E’ la sfida promossa dalla presidente dell’Accademia Livia Pomodoro – un nome di prima grandezza non solo per Mlano, già apprezzatissima presidente del Tribunale – che per il secondo mandato è alla guida dell’istituzione che, con i suoi 4500 studenti, di cui il 26% straniero, rappresenta un punto di riferimento qualitativo internazionale per tutti gli amanti dell’arte e per tutti i difensori de valori dell’alta formazione.

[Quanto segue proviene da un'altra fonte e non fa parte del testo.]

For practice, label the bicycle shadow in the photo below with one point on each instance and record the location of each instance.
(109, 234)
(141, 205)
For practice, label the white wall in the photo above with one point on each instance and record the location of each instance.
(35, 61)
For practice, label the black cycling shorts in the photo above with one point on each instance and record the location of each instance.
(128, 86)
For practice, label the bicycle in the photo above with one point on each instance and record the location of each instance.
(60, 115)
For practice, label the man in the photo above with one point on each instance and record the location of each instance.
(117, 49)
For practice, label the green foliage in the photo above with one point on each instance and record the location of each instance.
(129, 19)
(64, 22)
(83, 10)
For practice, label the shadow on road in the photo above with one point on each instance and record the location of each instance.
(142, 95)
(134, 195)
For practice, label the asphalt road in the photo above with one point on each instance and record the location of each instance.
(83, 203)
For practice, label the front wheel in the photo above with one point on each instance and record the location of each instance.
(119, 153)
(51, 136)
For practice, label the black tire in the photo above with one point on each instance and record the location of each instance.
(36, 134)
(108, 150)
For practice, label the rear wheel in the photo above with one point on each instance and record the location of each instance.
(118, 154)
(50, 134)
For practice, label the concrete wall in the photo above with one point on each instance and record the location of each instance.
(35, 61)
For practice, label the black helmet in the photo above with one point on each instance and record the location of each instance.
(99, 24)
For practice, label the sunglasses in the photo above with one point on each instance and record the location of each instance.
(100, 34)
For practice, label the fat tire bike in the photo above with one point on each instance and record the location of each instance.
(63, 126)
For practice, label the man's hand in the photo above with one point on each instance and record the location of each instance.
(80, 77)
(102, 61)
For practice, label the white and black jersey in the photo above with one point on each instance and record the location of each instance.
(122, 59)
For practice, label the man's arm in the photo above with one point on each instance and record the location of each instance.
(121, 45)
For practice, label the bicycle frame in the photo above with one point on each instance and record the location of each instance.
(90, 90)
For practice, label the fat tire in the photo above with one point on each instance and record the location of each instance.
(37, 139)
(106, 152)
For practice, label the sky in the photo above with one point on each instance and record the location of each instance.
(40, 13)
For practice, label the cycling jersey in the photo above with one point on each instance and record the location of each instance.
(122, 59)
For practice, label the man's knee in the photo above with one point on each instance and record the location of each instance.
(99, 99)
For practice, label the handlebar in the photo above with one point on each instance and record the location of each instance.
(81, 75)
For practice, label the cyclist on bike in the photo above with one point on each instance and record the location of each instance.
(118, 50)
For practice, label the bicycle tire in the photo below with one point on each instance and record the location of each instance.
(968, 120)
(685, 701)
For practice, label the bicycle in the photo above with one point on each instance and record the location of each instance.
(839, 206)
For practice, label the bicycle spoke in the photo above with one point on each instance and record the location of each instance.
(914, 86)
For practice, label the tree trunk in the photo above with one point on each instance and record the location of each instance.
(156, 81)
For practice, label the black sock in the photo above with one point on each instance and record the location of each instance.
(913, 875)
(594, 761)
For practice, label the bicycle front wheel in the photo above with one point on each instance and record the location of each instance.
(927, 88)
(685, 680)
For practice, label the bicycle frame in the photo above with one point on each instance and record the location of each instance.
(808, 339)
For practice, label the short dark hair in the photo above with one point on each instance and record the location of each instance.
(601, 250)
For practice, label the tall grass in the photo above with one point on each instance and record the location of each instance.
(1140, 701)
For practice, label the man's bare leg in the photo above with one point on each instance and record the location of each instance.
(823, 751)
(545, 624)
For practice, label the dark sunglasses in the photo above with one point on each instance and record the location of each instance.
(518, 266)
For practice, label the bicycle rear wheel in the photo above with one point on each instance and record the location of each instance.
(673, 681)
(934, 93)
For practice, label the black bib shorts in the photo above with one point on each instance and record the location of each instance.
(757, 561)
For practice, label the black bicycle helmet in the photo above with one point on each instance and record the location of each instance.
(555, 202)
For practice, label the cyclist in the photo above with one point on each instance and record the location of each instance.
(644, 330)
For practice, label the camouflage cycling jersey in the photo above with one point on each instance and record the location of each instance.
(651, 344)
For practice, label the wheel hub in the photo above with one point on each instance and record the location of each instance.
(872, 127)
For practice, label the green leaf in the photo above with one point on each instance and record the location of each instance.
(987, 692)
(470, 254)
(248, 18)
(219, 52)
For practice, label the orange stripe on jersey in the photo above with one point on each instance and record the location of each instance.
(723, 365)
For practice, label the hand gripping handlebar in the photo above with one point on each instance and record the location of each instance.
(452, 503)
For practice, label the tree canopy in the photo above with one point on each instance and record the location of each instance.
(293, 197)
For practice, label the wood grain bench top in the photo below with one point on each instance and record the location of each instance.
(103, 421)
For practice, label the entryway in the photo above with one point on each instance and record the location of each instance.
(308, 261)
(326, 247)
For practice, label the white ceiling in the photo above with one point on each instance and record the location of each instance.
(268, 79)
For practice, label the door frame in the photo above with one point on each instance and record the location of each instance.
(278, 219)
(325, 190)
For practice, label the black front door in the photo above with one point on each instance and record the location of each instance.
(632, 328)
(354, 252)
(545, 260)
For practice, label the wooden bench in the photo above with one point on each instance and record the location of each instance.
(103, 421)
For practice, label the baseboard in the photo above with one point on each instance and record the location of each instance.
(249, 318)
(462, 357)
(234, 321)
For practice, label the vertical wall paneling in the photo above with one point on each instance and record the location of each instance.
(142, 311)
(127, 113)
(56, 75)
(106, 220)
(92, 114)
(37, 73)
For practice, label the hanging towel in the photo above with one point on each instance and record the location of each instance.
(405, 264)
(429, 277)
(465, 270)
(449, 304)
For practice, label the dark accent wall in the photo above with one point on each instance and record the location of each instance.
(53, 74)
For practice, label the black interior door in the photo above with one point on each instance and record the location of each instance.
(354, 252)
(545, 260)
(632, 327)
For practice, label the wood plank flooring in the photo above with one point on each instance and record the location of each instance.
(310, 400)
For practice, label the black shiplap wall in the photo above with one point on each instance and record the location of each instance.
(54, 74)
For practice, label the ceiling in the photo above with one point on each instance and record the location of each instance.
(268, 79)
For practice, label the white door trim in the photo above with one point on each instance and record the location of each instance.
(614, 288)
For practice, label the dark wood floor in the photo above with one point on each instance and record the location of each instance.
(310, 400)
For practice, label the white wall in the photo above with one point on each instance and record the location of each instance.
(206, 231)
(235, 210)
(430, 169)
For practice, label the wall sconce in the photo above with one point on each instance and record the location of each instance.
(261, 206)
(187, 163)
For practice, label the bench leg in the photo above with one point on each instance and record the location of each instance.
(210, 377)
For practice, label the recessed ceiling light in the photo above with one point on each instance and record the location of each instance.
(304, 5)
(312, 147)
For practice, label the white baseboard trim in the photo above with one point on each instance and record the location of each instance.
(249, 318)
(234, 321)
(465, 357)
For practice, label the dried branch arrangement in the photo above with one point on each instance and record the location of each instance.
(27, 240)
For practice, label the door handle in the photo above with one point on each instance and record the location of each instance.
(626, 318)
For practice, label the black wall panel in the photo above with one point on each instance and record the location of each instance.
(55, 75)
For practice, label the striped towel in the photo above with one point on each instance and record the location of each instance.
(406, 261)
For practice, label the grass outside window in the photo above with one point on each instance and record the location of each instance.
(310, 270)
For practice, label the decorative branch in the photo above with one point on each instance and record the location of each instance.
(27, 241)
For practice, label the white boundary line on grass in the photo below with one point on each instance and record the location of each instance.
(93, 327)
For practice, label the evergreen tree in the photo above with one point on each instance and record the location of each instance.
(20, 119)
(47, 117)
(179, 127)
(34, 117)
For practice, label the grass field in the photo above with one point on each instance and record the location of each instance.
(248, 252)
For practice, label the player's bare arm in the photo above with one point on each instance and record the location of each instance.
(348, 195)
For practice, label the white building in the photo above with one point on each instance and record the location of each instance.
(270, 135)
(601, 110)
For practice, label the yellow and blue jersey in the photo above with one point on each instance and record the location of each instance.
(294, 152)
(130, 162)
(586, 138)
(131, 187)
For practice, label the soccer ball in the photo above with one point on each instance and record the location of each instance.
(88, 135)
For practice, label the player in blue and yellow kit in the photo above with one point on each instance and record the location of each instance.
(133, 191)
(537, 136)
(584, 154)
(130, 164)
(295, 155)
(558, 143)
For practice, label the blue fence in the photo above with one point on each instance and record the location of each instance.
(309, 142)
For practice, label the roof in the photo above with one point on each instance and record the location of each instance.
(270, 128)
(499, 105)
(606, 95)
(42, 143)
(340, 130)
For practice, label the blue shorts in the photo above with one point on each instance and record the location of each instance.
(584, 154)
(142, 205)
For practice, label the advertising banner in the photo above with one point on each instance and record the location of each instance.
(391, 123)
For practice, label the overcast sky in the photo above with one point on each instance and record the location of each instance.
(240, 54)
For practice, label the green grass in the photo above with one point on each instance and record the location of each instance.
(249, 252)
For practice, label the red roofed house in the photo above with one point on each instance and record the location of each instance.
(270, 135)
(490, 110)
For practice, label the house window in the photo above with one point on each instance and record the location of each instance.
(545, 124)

Qualche giorno fa la Pomodoro ha officiato l’inaugurazione del nuovo anno accademico dell’Accademia e ne ha ricordato sia i risultati acquisiti che le sfide all’orizzonte. La nuova sede appena inaugurata allo Scalo Farini “testimonia dello slancio di Brera verso la dimensione metropolitana. E non da solo: Cascina Ovi, a Segrate, rappresenta un ulteriore sviluppo dell’Accademia di Brera nel territorio metropolitano”. “La nuova importante sfida che Brera lancia, lo scorso anno sul mercato del lavoro con la manifestazione ‘I Millennials dell’arte’, quest’anno con la ricerca sull’impatto economico di Brera e il valore del suo brand internazionale, ha però bisogno di poter configurare la nostra attività organizzativa e propulsiva secondo un’autonomia di decisione e indirizzo che sola può aiutarci a sciogliere i nodi di un’organizzazione pensata troppi anni fa – ha proseguito la presidente – Soltanto così potremo portare la nostra Accademia ad un livello di eccellenza coerente con le prospettive che un grande istituto di formazione e di ricerca deve sapersi dare”.

La ricerca a cui si riferisce la Pomodoro ha portato a stimare il valore dell’ateneo pubblico fondato nel 1776 in oltre 126,6 milioni di euro con un impatto sull’occupazione che oggi genera 874 posti di lavoro. Una media azienda d’eccellenza, dunque. E la qualità didattica? “Abbiamo impostato un rapporto nuovo con gli studenti, iniziative cogestite, una rilevanza sempre maggiore di questa scuola di formazione e di eccellenza” – ed è anche un fatto materiale: i nuovi spazi dello Scalo Farini che diventerà il ‘Campus degli artisti’ e della Cascina Ovi a Segrate, dove troveranno posto fornaci, manufatti, strumenti per la lavorazione del marmo e per la scultura perché, spiega la presidente Pomodoro, “chi crea ha bisogno di concretezza”.

La ricerca sul valore economico di Brera, condotta con il professor Mario Abis e la Makno sul ruolo dell’Accademia a Milano, ha dunque confermato quale sia la  forza di attrazione del brand, molto sentita anche all’estero. Una ‘calamita’ che attrae ogni anno studenti da 60 diversi Paesi (1.159 stranieri a fronte di 4.657 italiani), prevalentemente Iran, Cina, Sudest asiatico. Con una ricaduta sulla città di 126,6 milioni di euro: tanto è il valore della produzione attivata nel sistema economico (affitti, pasti, shopping…).

Con all’attivo questi numeri, Livia Pomodoro annuncia l’intenzione di dar vita a un bilancio integrato. Il che significa pesare il valore del brand Accademia di Brera, la forza della sua reputazione nel mondo composta – fra gli altri asset immateriali – dal valore per esempio degli artisti usciti da questa scuola, oltre che dal patrimonio artistico.

Per crescere però – afferma con convinzione la presidente – è necessario fare un salto di statuto. Non a caso, ricorda, la Normale di Pisa nacque come semplice scuola, e come tale vincolata da “lacci e lacciuoli vari”, ma quando poi divenne università riuscì a ottenere un’autonomia che la rende tuttora un “fiore all’occhiello della cultura”. Lo stesso obiettivo che si pone l’Accademia di Brera, alla ricerca della “possibilità di lavorare in maniera autonoma con una propria governance, e diventare così la vera Università dell’eccellenza, della bellezza, del sapere e della conoscenza”.